Drinking tends to be seen as a rite of passage for American adolescents. But it’s a path that also can send them in an ultimately harmful direction.
There’s been a fair amount of research on underage drinking, and the statistics aren’t encouraging. The teen years are when many kids start experimenting with alcohol; nationally, the number of youths who have more than one sip goes up dramatically with age, from 7 percent of 12-year-olds to almost three-fourths of 17-year-olds.
Evidence suggests that when kids start drinking at age 15 or younger, they may have a higher risk of developing alcohol-related problems in adulthood than kids who waited until 21 to start drinking. Underage alcohol use also is frequently a marker for other issues such as poor performance in school, social difficulties, and risk of injury or death.
Some factors appear to make adolescents more susceptible to underage alcohol use. Kids who smoke cigarettes, for instance, are also more likely to drink. Conditions such as depression, anxiety, ADD/ADHD or conduct problems are associated as well with a higher risk of underage drinking.
The NIAAA’s guide for clinicians was developed with the help of the American Academy of Pediatrics, researchers and health professionals with expertise in substance abuse and adolescent health. It’s designed to be used in any number of clinical settings – routine doctor visits, an urgent care clinic, even the emergency room.
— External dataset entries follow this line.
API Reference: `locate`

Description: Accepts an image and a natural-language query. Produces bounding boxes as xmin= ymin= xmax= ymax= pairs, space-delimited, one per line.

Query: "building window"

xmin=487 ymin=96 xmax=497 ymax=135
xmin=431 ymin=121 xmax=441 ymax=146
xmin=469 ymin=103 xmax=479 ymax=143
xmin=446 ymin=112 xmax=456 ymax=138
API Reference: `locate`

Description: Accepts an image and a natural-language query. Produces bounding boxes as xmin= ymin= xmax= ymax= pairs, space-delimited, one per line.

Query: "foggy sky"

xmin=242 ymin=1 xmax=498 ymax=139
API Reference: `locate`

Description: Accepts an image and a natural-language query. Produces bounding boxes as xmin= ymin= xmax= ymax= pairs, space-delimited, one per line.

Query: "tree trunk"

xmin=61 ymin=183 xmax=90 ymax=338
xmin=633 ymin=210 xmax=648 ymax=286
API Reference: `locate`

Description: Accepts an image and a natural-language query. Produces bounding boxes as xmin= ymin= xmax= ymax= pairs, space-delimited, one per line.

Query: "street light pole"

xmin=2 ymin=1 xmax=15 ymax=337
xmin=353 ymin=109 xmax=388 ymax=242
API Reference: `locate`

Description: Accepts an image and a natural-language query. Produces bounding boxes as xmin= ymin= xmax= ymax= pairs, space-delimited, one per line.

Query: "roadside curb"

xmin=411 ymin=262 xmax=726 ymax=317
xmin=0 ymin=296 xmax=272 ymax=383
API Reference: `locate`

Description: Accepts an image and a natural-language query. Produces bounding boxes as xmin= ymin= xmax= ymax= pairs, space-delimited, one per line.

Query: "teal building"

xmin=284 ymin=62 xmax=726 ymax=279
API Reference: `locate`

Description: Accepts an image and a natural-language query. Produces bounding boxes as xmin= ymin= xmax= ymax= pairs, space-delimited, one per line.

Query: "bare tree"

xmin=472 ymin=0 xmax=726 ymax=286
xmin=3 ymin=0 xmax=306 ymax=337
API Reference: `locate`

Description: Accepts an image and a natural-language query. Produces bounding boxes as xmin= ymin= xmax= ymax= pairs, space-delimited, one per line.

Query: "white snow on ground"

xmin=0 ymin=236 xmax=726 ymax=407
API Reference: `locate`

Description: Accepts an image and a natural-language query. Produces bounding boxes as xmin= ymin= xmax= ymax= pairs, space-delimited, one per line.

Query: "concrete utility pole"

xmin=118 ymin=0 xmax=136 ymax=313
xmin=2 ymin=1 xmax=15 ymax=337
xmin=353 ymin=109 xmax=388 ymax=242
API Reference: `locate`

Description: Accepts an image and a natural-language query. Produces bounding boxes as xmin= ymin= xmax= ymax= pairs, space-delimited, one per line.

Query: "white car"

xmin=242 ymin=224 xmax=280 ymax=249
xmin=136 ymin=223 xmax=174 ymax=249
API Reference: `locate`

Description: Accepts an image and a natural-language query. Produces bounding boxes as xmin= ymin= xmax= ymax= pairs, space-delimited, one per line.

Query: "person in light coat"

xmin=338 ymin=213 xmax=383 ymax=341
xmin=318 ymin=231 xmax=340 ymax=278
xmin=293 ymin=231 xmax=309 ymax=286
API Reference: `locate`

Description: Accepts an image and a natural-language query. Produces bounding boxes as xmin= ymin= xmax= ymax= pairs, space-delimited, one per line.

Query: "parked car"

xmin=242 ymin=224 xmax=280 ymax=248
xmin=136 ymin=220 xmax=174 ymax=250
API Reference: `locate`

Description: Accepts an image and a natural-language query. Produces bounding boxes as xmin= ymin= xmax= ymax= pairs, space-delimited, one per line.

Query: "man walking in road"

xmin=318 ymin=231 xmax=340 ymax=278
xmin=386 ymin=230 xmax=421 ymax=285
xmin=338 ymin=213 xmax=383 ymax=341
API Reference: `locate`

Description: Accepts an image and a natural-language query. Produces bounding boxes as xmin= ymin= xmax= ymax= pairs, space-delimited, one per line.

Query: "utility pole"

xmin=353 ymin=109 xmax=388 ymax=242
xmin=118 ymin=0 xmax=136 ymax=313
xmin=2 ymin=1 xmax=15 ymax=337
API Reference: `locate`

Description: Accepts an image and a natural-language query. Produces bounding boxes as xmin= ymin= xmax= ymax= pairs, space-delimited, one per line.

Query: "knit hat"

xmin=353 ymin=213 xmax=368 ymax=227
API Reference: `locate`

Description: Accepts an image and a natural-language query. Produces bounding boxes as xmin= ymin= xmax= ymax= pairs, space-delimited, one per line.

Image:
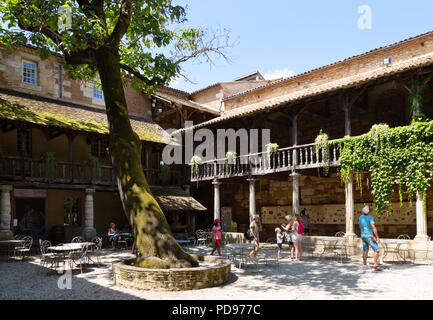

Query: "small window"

xmin=22 ymin=61 xmax=37 ymax=85
xmin=93 ymin=81 xmax=104 ymax=100
xmin=17 ymin=128 xmax=32 ymax=157
xmin=91 ymin=139 xmax=110 ymax=158
xmin=63 ymin=198 xmax=81 ymax=227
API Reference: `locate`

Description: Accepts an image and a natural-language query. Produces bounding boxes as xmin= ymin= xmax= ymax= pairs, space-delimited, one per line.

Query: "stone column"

xmin=83 ymin=189 xmax=96 ymax=240
xmin=292 ymin=172 xmax=301 ymax=215
xmin=0 ymin=185 xmax=13 ymax=240
xmin=247 ymin=178 xmax=257 ymax=222
xmin=212 ymin=179 xmax=221 ymax=220
xmin=414 ymin=192 xmax=430 ymax=242
xmin=346 ymin=173 xmax=355 ymax=237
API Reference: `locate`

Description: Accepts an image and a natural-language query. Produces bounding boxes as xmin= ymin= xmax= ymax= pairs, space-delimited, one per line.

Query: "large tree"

xmin=0 ymin=0 xmax=228 ymax=268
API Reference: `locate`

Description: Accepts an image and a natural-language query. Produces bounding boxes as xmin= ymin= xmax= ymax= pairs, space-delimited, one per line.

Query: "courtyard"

xmin=0 ymin=247 xmax=433 ymax=301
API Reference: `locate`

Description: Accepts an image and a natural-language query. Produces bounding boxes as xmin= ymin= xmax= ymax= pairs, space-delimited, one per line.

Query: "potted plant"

xmin=314 ymin=129 xmax=329 ymax=176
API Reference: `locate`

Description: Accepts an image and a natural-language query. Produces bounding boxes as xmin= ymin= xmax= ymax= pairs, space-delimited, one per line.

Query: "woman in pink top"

xmin=210 ymin=219 xmax=224 ymax=256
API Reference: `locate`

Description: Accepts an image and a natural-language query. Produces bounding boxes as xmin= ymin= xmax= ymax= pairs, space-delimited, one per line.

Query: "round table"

xmin=379 ymin=239 xmax=409 ymax=261
xmin=226 ymin=243 xmax=256 ymax=269
xmin=0 ymin=239 xmax=25 ymax=259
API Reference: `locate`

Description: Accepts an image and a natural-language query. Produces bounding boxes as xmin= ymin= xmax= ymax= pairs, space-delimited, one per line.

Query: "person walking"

xmin=247 ymin=215 xmax=262 ymax=259
xmin=301 ymin=209 xmax=310 ymax=234
xmin=281 ymin=214 xmax=295 ymax=260
xmin=291 ymin=215 xmax=304 ymax=261
xmin=359 ymin=206 xmax=383 ymax=271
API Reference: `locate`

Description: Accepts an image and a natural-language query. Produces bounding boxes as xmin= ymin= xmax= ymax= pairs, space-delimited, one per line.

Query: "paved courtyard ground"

xmin=0 ymin=248 xmax=433 ymax=300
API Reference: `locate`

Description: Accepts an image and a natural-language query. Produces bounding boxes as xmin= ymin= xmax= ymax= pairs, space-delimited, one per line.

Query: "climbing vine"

xmin=314 ymin=129 xmax=329 ymax=176
xmin=330 ymin=121 xmax=433 ymax=214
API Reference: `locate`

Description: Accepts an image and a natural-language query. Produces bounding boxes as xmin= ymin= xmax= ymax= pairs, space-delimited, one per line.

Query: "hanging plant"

xmin=41 ymin=152 xmax=56 ymax=183
xmin=84 ymin=154 xmax=99 ymax=179
xmin=314 ymin=129 xmax=329 ymax=176
xmin=265 ymin=143 xmax=280 ymax=156
xmin=406 ymin=78 xmax=430 ymax=121
xmin=226 ymin=151 xmax=236 ymax=164
xmin=189 ymin=156 xmax=202 ymax=183
xmin=332 ymin=121 xmax=433 ymax=215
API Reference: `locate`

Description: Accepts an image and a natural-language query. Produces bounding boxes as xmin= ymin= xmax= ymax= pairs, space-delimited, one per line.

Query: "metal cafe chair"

xmin=14 ymin=236 xmax=33 ymax=260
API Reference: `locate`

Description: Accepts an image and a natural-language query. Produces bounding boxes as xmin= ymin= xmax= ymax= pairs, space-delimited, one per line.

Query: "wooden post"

xmin=212 ymin=179 xmax=221 ymax=220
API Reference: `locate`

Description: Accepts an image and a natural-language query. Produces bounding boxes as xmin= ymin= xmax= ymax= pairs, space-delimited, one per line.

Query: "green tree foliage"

xmin=0 ymin=0 xmax=230 ymax=267
xmin=330 ymin=121 xmax=433 ymax=214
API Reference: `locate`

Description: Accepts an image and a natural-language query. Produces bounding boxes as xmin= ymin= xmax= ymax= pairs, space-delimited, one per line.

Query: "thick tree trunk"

xmin=96 ymin=47 xmax=198 ymax=268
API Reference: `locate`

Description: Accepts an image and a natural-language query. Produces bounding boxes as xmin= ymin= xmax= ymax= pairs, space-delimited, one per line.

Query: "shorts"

xmin=362 ymin=237 xmax=380 ymax=252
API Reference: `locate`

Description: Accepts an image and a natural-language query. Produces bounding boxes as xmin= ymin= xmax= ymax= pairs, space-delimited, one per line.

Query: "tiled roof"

xmin=174 ymin=52 xmax=433 ymax=133
xmin=150 ymin=186 xmax=207 ymax=211
xmin=223 ymin=31 xmax=433 ymax=101
xmin=0 ymin=89 xmax=170 ymax=144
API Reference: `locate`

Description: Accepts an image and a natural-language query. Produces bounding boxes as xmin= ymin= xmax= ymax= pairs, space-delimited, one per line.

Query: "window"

xmin=17 ymin=128 xmax=32 ymax=157
xmin=93 ymin=81 xmax=104 ymax=100
xmin=22 ymin=61 xmax=37 ymax=85
xmin=63 ymin=198 xmax=81 ymax=227
xmin=91 ymin=139 xmax=110 ymax=158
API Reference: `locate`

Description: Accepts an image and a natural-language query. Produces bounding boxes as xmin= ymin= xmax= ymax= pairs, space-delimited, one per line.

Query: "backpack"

xmin=298 ymin=222 xmax=305 ymax=234
xmin=244 ymin=229 xmax=254 ymax=241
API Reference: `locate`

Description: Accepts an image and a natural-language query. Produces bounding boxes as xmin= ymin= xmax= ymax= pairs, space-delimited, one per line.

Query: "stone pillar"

xmin=292 ymin=172 xmax=301 ymax=215
xmin=414 ymin=192 xmax=430 ymax=242
xmin=247 ymin=178 xmax=257 ymax=222
xmin=346 ymin=173 xmax=355 ymax=237
xmin=212 ymin=179 xmax=221 ymax=220
xmin=83 ymin=189 xmax=96 ymax=240
xmin=0 ymin=185 xmax=13 ymax=240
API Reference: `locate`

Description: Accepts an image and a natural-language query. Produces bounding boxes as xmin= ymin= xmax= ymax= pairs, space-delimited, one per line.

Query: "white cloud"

xmin=263 ymin=68 xmax=295 ymax=80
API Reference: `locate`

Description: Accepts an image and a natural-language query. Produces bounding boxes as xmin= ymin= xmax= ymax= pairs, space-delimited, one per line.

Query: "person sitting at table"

xmin=281 ymin=214 xmax=295 ymax=260
xmin=108 ymin=222 xmax=122 ymax=249
xmin=210 ymin=219 xmax=224 ymax=256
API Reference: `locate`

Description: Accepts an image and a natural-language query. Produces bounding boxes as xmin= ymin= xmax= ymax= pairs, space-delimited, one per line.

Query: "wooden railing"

xmin=0 ymin=156 xmax=185 ymax=187
xmin=190 ymin=144 xmax=341 ymax=181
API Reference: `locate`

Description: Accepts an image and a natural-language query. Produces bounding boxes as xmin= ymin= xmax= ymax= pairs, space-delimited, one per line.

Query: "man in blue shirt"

xmin=359 ymin=206 xmax=383 ymax=271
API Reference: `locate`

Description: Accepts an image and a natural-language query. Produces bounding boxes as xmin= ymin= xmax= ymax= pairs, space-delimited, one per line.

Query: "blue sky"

xmin=171 ymin=0 xmax=433 ymax=92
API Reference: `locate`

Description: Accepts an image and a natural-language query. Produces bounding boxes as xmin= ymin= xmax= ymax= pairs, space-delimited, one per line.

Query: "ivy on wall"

xmin=330 ymin=121 xmax=433 ymax=214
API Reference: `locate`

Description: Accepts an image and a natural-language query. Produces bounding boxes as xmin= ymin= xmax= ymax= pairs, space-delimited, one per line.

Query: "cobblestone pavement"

xmin=0 ymin=248 xmax=433 ymax=300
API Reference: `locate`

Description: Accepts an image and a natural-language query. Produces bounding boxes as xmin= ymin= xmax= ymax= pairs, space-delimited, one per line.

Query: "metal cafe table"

xmin=379 ymin=239 xmax=409 ymax=262
xmin=0 ymin=239 xmax=25 ymax=259
xmin=316 ymin=237 xmax=341 ymax=256
xmin=226 ymin=243 xmax=255 ymax=269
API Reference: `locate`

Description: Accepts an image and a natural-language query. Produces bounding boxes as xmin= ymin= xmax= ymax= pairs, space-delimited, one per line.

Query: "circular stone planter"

xmin=113 ymin=256 xmax=231 ymax=291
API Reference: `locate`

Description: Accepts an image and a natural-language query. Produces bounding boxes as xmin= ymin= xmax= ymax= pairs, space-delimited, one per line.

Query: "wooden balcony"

xmin=190 ymin=143 xmax=341 ymax=181
xmin=0 ymin=156 xmax=184 ymax=187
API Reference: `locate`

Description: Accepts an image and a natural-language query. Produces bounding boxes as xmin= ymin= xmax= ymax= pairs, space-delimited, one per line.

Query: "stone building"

xmin=177 ymin=32 xmax=433 ymax=248
xmin=0 ymin=46 xmax=213 ymax=241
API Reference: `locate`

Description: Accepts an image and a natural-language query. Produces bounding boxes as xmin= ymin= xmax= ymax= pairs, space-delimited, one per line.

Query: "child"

xmin=275 ymin=228 xmax=284 ymax=259
xmin=210 ymin=219 xmax=224 ymax=256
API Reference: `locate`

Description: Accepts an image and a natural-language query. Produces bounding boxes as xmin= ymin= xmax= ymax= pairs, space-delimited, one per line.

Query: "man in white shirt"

xmin=247 ymin=215 xmax=262 ymax=259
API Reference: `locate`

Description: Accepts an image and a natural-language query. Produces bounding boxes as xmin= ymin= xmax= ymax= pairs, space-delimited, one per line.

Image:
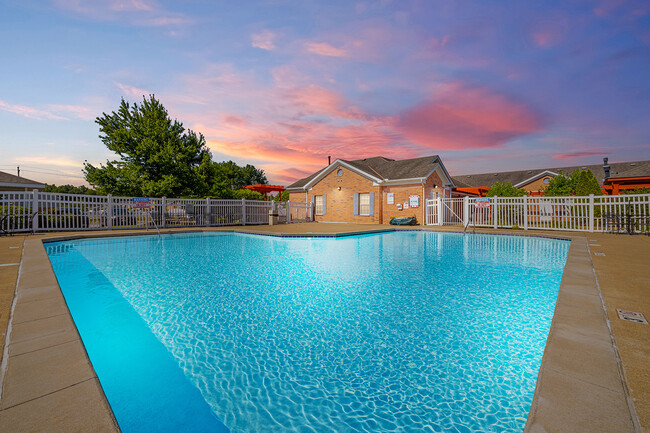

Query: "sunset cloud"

xmin=396 ymin=83 xmax=541 ymax=150
xmin=0 ymin=100 xmax=65 ymax=120
xmin=305 ymin=42 xmax=348 ymax=57
xmin=54 ymin=0 xmax=193 ymax=27
xmin=115 ymin=83 xmax=151 ymax=98
xmin=251 ymin=30 xmax=276 ymax=51
xmin=553 ymin=151 xmax=607 ymax=159
xmin=48 ymin=104 xmax=99 ymax=120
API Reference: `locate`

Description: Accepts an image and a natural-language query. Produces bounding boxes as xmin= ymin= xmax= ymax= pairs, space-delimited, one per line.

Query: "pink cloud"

xmin=553 ymin=152 xmax=607 ymax=159
xmin=0 ymin=100 xmax=66 ymax=120
xmin=530 ymin=16 xmax=568 ymax=48
xmin=251 ymin=30 xmax=276 ymax=51
xmin=115 ymin=83 xmax=151 ymax=98
xmin=396 ymin=83 xmax=541 ymax=149
xmin=54 ymin=0 xmax=193 ymax=27
xmin=305 ymin=42 xmax=348 ymax=57
xmin=49 ymin=104 xmax=100 ymax=120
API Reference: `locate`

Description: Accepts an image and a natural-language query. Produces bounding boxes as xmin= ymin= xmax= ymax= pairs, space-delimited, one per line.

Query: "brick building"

xmin=287 ymin=155 xmax=454 ymax=224
xmin=453 ymin=158 xmax=650 ymax=196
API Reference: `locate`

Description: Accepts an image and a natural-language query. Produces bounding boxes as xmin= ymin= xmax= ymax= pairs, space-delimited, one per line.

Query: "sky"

xmin=0 ymin=0 xmax=650 ymax=186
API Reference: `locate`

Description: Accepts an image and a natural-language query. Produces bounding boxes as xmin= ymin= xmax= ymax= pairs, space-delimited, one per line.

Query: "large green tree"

xmin=84 ymin=95 xmax=213 ymax=197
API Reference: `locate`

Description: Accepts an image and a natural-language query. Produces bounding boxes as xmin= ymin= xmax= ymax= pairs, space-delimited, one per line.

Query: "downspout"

xmin=420 ymin=180 xmax=427 ymax=226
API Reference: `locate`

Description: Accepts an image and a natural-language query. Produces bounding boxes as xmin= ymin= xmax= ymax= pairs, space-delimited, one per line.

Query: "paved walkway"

xmin=0 ymin=223 xmax=650 ymax=432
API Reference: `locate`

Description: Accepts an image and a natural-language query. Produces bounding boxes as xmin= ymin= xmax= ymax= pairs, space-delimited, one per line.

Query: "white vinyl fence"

xmin=0 ymin=191 xmax=313 ymax=234
xmin=426 ymin=194 xmax=650 ymax=233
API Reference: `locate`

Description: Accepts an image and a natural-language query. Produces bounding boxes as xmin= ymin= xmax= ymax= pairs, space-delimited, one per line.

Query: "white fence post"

xmin=160 ymin=197 xmax=167 ymax=228
xmin=589 ymin=194 xmax=594 ymax=232
xmin=524 ymin=195 xmax=528 ymax=230
xmin=204 ymin=197 xmax=212 ymax=226
xmin=32 ymin=189 xmax=39 ymax=232
xmin=241 ymin=198 xmax=246 ymax=225
xmin=463 ymin=196 xmax=469 ymax=227
xmin=106 ymin=194 xmax=113 ymax=230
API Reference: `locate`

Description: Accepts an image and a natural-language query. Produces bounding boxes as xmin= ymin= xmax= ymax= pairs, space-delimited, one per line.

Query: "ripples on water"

xmin=48 ymin=232 xmax=569 ymax=432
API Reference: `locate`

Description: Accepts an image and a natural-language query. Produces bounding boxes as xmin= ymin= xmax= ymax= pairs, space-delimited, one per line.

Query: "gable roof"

xmin=287 ymin=155 xmax=453 ymax=190
xmin=0 ymin=171 xmax=45 ymax=188
xmin=454 ymin=161 xmax=650 ymax=187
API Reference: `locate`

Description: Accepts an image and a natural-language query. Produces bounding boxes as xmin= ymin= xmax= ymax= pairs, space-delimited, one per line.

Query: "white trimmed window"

xmin=314 ymin=195 xmax=323 ymax=215
xmin=359 ymin=192 xmax=370 ymax=215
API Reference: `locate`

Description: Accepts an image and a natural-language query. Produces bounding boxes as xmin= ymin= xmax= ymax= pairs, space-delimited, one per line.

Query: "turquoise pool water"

xmin=46 ymin=232 xmax=569 ymax=433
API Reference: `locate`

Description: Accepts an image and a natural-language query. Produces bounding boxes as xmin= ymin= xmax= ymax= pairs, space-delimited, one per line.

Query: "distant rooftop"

xmin=452 ymin=161 xmax=650 ymax=187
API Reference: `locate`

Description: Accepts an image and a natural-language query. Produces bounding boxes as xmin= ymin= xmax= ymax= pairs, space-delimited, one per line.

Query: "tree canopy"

xmin=485 ymin=182 xmax=526 ymax=197
xmin=84 ymin=95 xmax=267 ymax=198
xmin=544 ymin=170 xmax=603 ymax=196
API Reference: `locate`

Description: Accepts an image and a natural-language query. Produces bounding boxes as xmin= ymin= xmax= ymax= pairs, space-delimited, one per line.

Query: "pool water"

xmin=46 ymin=231 xmax=569 ymax=433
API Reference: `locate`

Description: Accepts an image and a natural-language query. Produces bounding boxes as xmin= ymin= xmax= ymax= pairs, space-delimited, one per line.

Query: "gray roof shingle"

xmin=287 ymin=155 xmax=439 ymax=189
xmin=453 ymin=161 xmax=650 ymax=187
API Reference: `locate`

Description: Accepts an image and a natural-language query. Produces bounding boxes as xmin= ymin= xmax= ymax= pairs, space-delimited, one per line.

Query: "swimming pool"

xmin=46 ymin=232 xmax=569 ymax=433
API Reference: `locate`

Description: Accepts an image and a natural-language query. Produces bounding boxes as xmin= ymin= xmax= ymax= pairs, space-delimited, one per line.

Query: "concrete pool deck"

xmin=0 ymin=223 xmax=650 ymax=432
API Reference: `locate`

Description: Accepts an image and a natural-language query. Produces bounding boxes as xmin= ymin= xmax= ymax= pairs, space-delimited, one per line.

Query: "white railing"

xmin=424 ymin=199 xmax=442 ymax=226
xmin=0 ymin=191 xmax=312 ymax=234
xmin=426 ymin=194 xmax=650 ymax=232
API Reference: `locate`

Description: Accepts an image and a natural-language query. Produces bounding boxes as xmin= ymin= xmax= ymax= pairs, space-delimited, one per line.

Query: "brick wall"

xmin=308 ymin=162 xmax=381 ymax=223
xmin=382 ymin=173 xmax=442 ymax=224
xmin=289 ymin=166 xmax=442 ymax=224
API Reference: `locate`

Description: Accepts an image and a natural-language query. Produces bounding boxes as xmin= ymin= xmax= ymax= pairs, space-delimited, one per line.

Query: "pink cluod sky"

xmin=0 ymin=0 xmax=650 ymax=185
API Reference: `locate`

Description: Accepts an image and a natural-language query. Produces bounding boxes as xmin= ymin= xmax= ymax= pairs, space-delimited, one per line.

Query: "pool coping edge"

xmin=0 ymin=227 xmax=640 ymax=433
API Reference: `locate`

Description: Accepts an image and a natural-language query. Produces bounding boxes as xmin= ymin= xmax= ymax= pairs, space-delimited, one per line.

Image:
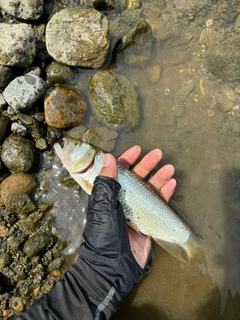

What makes it especially innovative is a “youth risk estimator” – a chart that helps classify young patients into low, moderate or high risk of alcohol-related problems. The guide also gives clinicians some tools for how to talk to kids in ways that are sympathetic and nonjudgmental yet nudge them toward quitting their alcohol use, or at least reducing the riskiest drinking behavior.
I don’t think underage drinking has ever been considered OK. But these days we know so much more about the impact of alcohol on kids, including what it can do to their still-developing brains. There seem to be fewer and fewer reasons to tolerate it as “kids will be kids” and more reasons than ever to address teen drinking sooner rather than later.